Both this week's Inland Empire quakes occurred near the San Andreas fault, a wide gouge in the Earth's crust where tectonic plates grind against each other. Thursday's quake was centered 8 miles from the fault, while the Anza quake was roughly 25 miles away, along the San Jacinto fault.

The San Andreas, long considered by scientists as a likely source of a catastrophic temblor, has erupted before, causing the great quake of 1906 that devastated San Francisco.

The entire San Andreas fault system is more than 800 miles long and extends 10 miles deep. Scientists say the San Andreas and other faults are storing up energy that is released in an Earth shuddering explosion when the plates slip against one another.

Scientists speculate that earthquake clusters result when energy has been stored for long periods and is released periodically.

"The biggest earthquakes relieve stress," Jones said. "They transfer energy. It relieves stress out of the Earth. When that happens, the Earth relaxes and it stops producing so many small earthquakes."

Also this week, a magnitude 7.8 temblor hit Chile on Monday, killing at least 11 people, and a magnitude 6.8 quake struck the Aleutian Islands off Alaska on Tuesday. Both were preceded and followed by smaller quakes.

Some scientists believe one earthquake can shake loose, or trigger, another nearby or elsewhere in the world. But officials expressed doubts that the Chile or Aleutian Islands quakes were related to those in Southern California because of the distance.

For all their ability to describe the size and location of quakes, scientists acknowledge that there is still much they don't know. Some say that the San Andreas and San Jacinto faults are overdue for large earthquakes, but they cannot say when.

Thirty years ago, seismologists believed they were on the cusp of discovering how to predict earthquakes.

Today, few scientists hold out such hope.

"In terms of earthquakes, the question now is: Will they ever be predictable?" Jones said.

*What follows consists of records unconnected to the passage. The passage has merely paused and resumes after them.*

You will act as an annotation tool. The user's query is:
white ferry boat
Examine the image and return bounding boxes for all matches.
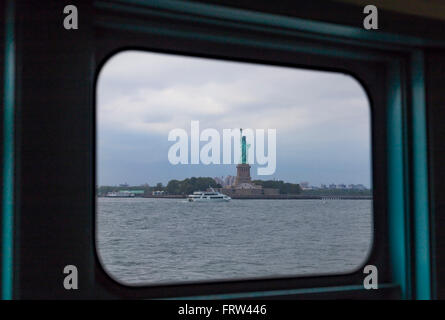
[105,191,136,198]
[188,188,232,202]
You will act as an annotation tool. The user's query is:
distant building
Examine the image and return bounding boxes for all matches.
[223,176,236,186]
[300,181,310,190]
[213,177,225,187]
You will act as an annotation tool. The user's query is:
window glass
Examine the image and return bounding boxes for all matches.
[96,51,373,284]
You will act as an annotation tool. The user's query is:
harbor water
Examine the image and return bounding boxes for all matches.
[96,198,373,285]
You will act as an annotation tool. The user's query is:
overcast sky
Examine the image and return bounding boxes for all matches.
[97,51,371,186]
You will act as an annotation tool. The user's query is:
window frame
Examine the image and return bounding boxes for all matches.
[7,0,445,299]
[93,1,408,298]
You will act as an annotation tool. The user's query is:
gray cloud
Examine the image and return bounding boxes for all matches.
[97,51,370,185]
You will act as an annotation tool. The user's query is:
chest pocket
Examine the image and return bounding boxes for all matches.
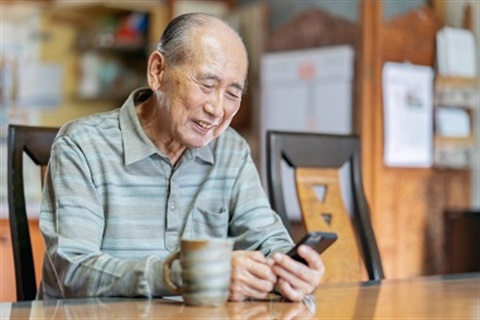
[192,207,229,238]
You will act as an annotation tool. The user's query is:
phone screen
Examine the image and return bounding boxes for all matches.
[287,231,337,264]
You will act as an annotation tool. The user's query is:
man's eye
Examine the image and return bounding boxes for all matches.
[227,92,240,99]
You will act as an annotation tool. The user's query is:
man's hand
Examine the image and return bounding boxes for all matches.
[229,251,277,301]
[269,245,325,301]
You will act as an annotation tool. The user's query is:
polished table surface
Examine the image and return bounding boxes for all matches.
[0,273,480,319]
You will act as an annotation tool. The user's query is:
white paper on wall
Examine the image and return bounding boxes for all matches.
[382,62,434,167]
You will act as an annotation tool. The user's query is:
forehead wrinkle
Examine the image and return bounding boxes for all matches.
[200,72,245,92]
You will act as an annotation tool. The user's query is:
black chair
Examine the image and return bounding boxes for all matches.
[267,130,384,282]
[8,125,58,301]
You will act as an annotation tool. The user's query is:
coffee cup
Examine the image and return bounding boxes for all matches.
[163,238,233,307]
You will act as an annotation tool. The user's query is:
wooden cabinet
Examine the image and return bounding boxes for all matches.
[359,1,471,278]
[0,219,45,302]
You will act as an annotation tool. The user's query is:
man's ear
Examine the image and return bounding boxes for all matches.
[147,51,166,91]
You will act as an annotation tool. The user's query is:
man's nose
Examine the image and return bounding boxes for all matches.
[205,97,223,118]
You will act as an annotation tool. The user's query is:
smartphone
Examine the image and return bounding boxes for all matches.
[287,231,337,264]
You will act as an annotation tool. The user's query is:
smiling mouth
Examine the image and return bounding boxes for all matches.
[195,120,213,129]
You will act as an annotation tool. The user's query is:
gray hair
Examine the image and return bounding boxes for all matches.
[157,12,243,65]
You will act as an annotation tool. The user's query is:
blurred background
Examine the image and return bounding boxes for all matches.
[0,0,480,301]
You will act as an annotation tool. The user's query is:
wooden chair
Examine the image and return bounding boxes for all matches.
[267,131,384,282]
[8,125,58,301]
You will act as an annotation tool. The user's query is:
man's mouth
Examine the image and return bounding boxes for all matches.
[195,120,213,129]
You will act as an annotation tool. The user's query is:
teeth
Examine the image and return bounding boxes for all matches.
[197,121,209,129]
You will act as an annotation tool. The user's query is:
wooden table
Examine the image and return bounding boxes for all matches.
[0,273,480,319]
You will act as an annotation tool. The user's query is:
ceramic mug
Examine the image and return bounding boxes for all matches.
[163,238,233,306]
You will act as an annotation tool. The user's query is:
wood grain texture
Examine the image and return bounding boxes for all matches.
[360,1,470,279]
[295,168,368,283]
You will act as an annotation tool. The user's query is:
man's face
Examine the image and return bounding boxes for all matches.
[160,29,247,147]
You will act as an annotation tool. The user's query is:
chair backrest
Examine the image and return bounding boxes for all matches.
[267,130,384,282]
[8,125,58,301]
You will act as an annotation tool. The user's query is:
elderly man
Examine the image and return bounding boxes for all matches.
[39,13,324,301]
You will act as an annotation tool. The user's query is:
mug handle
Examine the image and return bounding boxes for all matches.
[163,251,181,294]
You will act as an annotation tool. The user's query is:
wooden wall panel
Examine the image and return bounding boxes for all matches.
[359,1,470,278]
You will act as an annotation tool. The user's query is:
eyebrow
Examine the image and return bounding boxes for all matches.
[200,73,245,94]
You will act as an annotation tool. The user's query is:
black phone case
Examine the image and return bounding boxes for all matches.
[287,231,337,264]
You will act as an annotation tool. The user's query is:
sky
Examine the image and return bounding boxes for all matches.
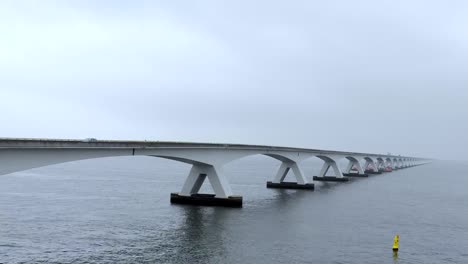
[0,0,468,160]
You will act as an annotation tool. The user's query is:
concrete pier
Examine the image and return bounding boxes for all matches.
[171,193,242,208]
[267,181,315,191]
[313,176,349,182]
[343,173,369,178]
[365,170,383,174]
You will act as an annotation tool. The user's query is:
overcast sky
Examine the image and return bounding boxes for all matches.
[0,0,468,159]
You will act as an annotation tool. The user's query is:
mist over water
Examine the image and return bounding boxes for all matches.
[0,156,468,263]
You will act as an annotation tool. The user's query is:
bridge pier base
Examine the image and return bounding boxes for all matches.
[267,181,315,190]
[313,158,349,182]
[266,161,314,190]
[343,173,369,178]
[171,164,242,207]
[171,193,242,208]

"We know the big picture. But why the earthquake happened today and not yesterday, or last year, or 10 years ago, we just don't know. We also don't know what makes them stop."

Many Southland residents find this uncertainty troubling.

"I think this is leading up to the Big One," said Mentone resident Cora Embry, who grabbed her young son and ran from her home when the shaking began Thursday.

"I feel a big earthquake coming. They say there is no such thing as earthquake weather, but there is."

Thursday's first temblor struck about 1:53 p.m., three miles northeast of Yucaipa, 72 miles east of downtown Los Angeles. The quake, which struck roughly eight miles below ground, triggered rock slides in the San Bernardino Mountains and injured at least one Lake Arrowhead woman when it sent a chandelier crashing onto her head.

In areas close to the epicenter, residents described a shock that almost buckled their knees, caused large panes of glass to shiver and sent furniture pounding against the floor.

While seismologists characterized the earthquake as small it was strong enough to toss items from shelves and crack walls, but not big enough to damage buildings residents who lived near the epicenter said it seemed larger.

Redlands resident Susan Mosher was home studying for the bar exam when her dogs began barking, and the interior living room wall began cracking.

"We've had a lot of earthquakes this is the first one that scared me," Mosher said.

Residents throughout the Los Angeles Basin felt a quivering.

Scientists suggested that the shaking may have seemed much more severe than it was because Southern California is coming off a long period of relative calm, seismically speaking.

"We've had a very quiet decade," Jones said. "We live in earthquake country and we should remember that."